# Wanted Bike for 8yr old Boy (North Manchester / South Lancashire)



## Tom B (18 Jul 2019)

Team

The common-law sister in laws youngest lad is 8 next month. Being a sensible lad he would like a bike for his birthday. 

Unfortunately funds are tight and she had a £50 budget, so we are looking at second hand bikes. We looking towards childs mtb rather than a bmx.

Just wondering if anyone has anything to sell that's in decent conditions (not worried about tyres, chains etc I can sort that) and we are getting him his safety stuff as his gift from us.

Uncle Tom might be able to help with the budget for the right bike. But not much as uncle Tom is skint / tight. 
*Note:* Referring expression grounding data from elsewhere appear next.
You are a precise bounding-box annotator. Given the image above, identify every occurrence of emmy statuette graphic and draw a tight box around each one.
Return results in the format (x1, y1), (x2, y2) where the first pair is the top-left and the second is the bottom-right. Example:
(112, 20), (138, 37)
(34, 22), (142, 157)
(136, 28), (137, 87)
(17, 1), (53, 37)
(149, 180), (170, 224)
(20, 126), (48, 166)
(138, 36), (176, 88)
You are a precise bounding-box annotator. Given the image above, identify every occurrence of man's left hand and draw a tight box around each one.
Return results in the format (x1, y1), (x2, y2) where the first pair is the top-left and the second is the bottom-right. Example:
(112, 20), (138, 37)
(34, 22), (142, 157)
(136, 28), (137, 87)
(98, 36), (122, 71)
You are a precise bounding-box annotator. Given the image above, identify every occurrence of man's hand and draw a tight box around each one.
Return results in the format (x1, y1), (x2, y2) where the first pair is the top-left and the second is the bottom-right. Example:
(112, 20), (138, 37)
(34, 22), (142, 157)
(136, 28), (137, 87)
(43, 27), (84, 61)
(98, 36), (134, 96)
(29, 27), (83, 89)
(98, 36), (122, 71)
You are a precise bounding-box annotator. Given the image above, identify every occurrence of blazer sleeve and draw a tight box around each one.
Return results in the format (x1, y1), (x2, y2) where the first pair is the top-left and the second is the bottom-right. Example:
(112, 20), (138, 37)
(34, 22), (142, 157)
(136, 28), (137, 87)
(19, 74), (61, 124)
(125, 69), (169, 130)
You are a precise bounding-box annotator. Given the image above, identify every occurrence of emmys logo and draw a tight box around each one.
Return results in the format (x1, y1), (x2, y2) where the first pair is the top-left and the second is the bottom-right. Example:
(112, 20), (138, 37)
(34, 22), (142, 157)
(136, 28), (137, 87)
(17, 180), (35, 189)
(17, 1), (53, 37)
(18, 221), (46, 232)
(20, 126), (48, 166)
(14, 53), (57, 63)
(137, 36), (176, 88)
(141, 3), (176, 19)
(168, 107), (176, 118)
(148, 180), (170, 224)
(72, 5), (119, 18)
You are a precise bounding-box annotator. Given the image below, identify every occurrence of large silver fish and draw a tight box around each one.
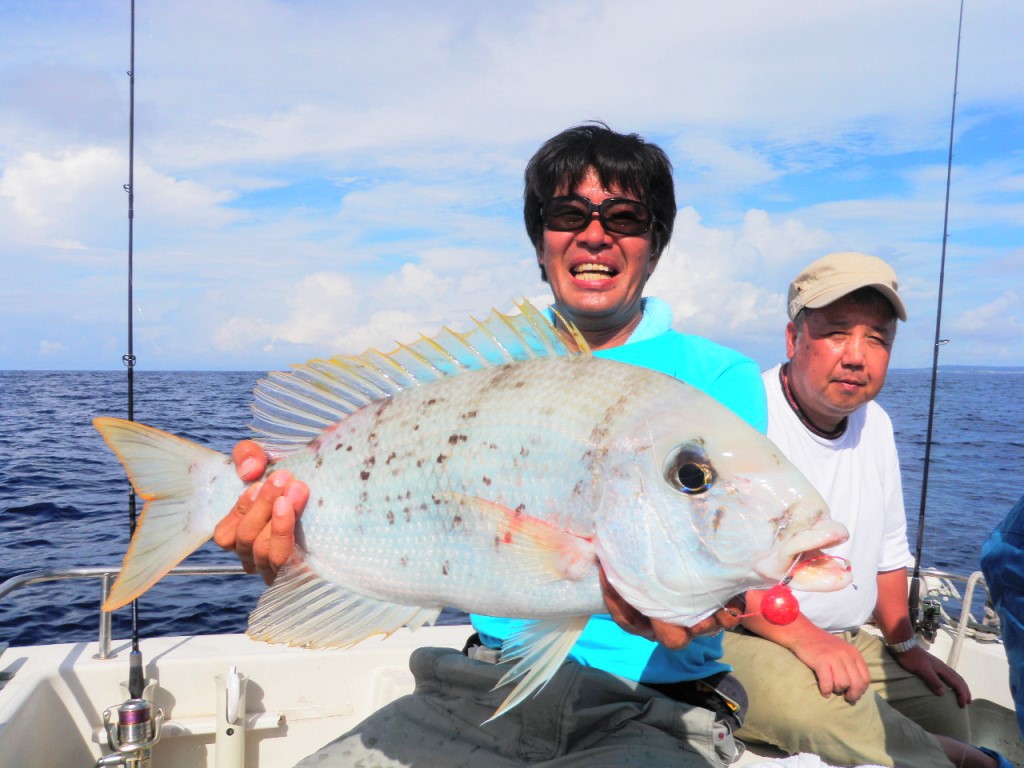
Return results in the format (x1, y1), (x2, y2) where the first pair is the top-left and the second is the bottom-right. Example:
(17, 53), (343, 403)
(94, 301), (850, 718)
Halfords have said he needs a 24" bike. (thats as much as I can get out of the SIL size wise)


----------



## Sharky (18 Jul 2019)

Can't help, but for clarity, presume the 24" refers to the wheel size - not the frame size.
Hope you find one.


----------



## KneesUp (18 Jul 2019)

24" is indeed wheel size - the kid (10) moved on to 24" about the same age. Sadly it's still her bike so not available for passing on, but it was £15 from a cobblers that sells bikes outside (half price) - you're going to have to look for that sort of bargain at that budget obviously - if you have time then a car boot might be a good idea - it seems that this is the time of year when kids get their bikes out and realise they are too small.


----------



## tom73 (18 Jul 2019)

Can't help either but have you any local bike hubs / community bike projects near you ? Should have something or can help find you something. Some prisons also have bike project stuff too. I know of one but maybe a bit out the way for you.


----------



## Cycleops (18 Jul 2019)

Gumtree is the place to look for these bikes, plenty of bargains to be had:

https://www.gumtree.com/p/for-sale/bicycle-20-inches/1346330442
Or how about a BMX?
https://www.gumtree.com/p/for-sale/x-rated-blue-kids-bmx-bike/1346641728
Both near you.
Or you could buy a small frame adults MTB even with 26" wheels. If you can get one with 24" wheels so much the better.I have one for my nine year old but converted it to single speed by removing the front derailleur, changer and rear bar changer and adjusting the limit screws so it stays in one gear. You need to retain the rear derailleur to tension the chain. Kids often don't understand the gears and wreck them.


----------



## MichaelW2 (18 Jul 2019)

I picked up a good number of quality kid's bikes at my local weekly car boot sale. I use them as loan bikes for visiting friends kids. I only get non suspension models of good quality. Buying price seems to be £10-£30.


----------



## Julia9054 (18 Jul 2019)

https://tfgm.com/cycling/recycled-bikes
You might find some of these suppliers useful. We have a shop similar to these called Resurrection Cycles which do up donated bikes for charity


----------



## gareth01244 (18 Jul 2019)

We have a specialized hard rock mtb that my son had outgrown a long time ago. It's a small frame, but with 26in wheels. It might be to big for an 8 yr old but suppose it depends on his height. Will check on it's frame size and standover height when I get home and let you know more if your interested.?


----------



## gareth01244 (18 Jul 2019)

It's a 13 inch frame, roughly 23 inches from floor to top of top tube at it's lowest point. Has had a new conti rear tyre fitted and have another new oneready to go on the front . Swapped out the narrow bars for a set of wider ones my son wanted but cannot find the original ones as it would be better for a smaller rider, would be an easy change though.


----------